Following the closing of the proposed merger, Adit EdTech will have the right, but not the obligation, from time to time at its option, to issue and sell GEM Global Yield up to $200 million of its shares of common stock. The SPAC will determine the sale and timing of the shares, dependent on a variety of factors, including, among other things, market conditions and the trading prices.
The net proceeds from any sales under the agreement will depend on the frequency with, and prices at, which the shares are sold to GEM Global Yield. Adit Edtech expects to use the proceeds for working capital and general corporate purposes.
Additionally, upon the initial satisfaction of the conditions, the SPAC will have the right from time to time at its sole discretion during the 36-month period from and after the first day on which the shares are publicly listed, to direct GEM Global Yield to purchase up to a specified maximum amount of shares as set forth in the agreement. The purchase price of the shares that Adit EdTech elects to sell will be 92% of the average daily closing price of the shares during a 30-trading day period starting with the first trading day designated in the notice delivered to GEM Global Yield.
In connection with the execution of the agreement, Griid has agreed to pay to GEM Global Yield a $4 million commitment fee, payable in shares or cash.
Further, the bitcoin mining company will be obligated to issue to GEM Global Yield a warrant that expires on the third anniversary of its public listing date, to purchase 2% of the total equity interests outstanding immediately after the completion of the merger. This will be done at an exercise price per share equal to the lesser of the closing bid price of the ADEX’s shares on September 9, 2022 and 90% of the closing price of the shares on the public listing date.
Griid will also be obligated to pay a private transaction fee of 1% of the total consideration paid in a private business combination transaction with a counterparty that was introduced to the company by GEM Global Yield or an affiliate in the event that it consummates a transaction in lieu of the merger or any other business combination transaction.

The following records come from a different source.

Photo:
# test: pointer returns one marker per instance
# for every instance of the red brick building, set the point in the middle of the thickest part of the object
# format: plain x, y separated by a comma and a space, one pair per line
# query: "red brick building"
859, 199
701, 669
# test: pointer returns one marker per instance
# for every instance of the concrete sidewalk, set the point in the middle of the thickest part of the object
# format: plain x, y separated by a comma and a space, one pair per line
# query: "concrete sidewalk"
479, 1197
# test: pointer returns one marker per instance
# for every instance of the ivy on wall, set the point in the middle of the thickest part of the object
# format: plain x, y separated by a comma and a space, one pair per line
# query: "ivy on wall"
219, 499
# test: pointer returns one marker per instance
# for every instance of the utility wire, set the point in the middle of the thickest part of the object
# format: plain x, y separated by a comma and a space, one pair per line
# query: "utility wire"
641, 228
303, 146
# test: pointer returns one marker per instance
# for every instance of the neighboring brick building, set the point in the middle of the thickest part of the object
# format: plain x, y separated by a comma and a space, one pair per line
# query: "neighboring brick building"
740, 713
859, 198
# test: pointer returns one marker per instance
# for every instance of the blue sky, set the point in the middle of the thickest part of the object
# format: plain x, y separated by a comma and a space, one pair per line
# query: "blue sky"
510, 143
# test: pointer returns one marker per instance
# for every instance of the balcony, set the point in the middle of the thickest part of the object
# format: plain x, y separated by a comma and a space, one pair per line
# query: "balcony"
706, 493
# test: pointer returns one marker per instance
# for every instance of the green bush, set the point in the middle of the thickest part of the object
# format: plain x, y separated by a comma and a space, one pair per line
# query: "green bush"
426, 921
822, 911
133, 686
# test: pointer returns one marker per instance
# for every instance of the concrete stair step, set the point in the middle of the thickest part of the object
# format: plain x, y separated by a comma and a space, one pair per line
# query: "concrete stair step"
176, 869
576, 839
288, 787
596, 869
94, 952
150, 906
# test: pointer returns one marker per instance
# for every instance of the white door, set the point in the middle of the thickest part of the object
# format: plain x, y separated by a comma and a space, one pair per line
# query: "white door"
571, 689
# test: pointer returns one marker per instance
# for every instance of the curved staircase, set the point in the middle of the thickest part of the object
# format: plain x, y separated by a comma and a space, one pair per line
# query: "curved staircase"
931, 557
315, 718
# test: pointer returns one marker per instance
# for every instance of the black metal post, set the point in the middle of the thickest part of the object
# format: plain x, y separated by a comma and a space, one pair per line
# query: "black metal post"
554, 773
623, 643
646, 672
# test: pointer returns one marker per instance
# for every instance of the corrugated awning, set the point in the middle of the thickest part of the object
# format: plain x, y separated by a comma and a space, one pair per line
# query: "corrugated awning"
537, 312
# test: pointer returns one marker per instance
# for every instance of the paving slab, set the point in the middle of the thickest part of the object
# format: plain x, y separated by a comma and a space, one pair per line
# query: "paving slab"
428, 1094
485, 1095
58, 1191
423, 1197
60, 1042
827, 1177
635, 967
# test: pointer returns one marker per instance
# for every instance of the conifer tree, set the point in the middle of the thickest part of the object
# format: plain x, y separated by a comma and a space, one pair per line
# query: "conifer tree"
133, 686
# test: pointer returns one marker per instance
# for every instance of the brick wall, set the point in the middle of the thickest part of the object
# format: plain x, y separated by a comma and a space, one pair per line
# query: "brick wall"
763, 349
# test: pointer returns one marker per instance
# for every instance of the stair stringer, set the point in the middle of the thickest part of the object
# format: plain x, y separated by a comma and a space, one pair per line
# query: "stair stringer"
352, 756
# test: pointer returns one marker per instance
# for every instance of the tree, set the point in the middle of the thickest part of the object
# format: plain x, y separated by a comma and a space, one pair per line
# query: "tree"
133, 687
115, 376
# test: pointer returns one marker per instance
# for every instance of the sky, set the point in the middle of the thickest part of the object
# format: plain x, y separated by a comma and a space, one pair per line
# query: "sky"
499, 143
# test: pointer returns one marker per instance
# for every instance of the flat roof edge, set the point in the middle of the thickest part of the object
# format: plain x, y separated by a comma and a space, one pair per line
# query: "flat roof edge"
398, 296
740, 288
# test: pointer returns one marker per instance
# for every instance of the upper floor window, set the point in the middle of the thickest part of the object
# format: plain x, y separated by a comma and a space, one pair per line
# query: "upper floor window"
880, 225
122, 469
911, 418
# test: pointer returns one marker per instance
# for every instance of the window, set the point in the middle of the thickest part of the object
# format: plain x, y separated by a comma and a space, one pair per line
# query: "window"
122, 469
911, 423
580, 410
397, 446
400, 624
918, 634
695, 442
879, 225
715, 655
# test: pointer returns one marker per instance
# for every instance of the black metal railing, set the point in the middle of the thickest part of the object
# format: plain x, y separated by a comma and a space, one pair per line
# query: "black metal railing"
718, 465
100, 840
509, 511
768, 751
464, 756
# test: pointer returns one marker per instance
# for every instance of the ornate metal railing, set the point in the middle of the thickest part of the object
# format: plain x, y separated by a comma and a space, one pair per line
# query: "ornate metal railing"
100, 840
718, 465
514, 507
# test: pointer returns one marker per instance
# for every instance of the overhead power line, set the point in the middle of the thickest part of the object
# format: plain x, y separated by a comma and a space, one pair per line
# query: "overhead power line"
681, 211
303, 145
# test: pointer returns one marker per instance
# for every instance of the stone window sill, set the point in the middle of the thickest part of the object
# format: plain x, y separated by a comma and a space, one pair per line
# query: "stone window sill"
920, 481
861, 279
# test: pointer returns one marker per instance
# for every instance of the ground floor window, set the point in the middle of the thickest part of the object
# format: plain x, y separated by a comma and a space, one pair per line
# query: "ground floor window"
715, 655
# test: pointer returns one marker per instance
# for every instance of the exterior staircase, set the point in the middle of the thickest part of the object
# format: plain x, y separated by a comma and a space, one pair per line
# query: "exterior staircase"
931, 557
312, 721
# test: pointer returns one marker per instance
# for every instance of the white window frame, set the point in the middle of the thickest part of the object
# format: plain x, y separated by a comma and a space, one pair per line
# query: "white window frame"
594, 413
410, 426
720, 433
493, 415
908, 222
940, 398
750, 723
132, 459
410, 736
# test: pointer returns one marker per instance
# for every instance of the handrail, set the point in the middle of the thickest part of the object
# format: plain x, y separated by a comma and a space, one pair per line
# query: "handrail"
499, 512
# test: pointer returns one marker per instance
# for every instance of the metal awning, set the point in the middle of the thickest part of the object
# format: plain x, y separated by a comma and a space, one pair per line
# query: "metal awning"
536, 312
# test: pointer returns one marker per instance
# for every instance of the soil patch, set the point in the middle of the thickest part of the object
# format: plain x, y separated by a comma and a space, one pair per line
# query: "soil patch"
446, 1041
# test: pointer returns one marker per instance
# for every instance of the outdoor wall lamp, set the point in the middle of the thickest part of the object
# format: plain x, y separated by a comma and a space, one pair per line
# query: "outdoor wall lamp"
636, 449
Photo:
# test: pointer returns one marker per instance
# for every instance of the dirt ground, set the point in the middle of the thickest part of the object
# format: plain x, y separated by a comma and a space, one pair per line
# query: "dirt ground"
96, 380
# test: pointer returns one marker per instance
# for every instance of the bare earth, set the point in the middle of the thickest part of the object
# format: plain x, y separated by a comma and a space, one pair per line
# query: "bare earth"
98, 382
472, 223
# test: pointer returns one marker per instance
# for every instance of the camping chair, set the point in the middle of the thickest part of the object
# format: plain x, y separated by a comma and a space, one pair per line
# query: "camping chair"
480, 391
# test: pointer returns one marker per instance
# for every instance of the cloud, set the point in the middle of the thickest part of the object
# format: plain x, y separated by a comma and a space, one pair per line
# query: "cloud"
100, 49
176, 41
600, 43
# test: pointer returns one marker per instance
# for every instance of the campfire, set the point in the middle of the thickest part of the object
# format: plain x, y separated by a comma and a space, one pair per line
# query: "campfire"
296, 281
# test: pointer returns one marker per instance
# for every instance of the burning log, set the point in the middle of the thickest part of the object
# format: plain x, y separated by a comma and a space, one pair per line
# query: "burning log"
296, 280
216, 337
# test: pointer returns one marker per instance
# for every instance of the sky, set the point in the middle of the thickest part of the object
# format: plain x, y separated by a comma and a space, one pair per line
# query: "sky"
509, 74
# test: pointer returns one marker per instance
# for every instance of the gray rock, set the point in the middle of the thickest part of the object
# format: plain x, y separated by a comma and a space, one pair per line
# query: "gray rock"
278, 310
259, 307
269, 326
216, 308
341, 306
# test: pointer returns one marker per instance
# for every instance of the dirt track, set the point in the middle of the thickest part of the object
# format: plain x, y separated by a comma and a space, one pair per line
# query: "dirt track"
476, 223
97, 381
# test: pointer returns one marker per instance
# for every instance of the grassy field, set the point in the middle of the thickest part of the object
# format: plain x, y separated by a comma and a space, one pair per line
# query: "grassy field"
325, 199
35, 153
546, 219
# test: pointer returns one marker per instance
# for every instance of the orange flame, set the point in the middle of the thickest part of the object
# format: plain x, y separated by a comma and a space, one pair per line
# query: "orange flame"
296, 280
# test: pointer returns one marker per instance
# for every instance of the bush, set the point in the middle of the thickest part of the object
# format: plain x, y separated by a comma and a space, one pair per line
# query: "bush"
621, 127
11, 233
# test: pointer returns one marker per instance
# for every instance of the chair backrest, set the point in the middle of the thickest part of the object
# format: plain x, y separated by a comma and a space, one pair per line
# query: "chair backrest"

Griid has the right to terminate the agreement at any time, upon 90 trading days’ prior written notice. However, in the event that Griid terminates the agreement prior to any public listing and completes a public listing within the two-year period following a termination, then it will be obligated to issue the warrant to the purchaser.
Adit EdTech announced this $3.3 billion transaction with Griid last year on November 30, 2021. The New York-based company operates three bitcoin mining operations in the US powered by an electricity mix that is 70% carbon-free.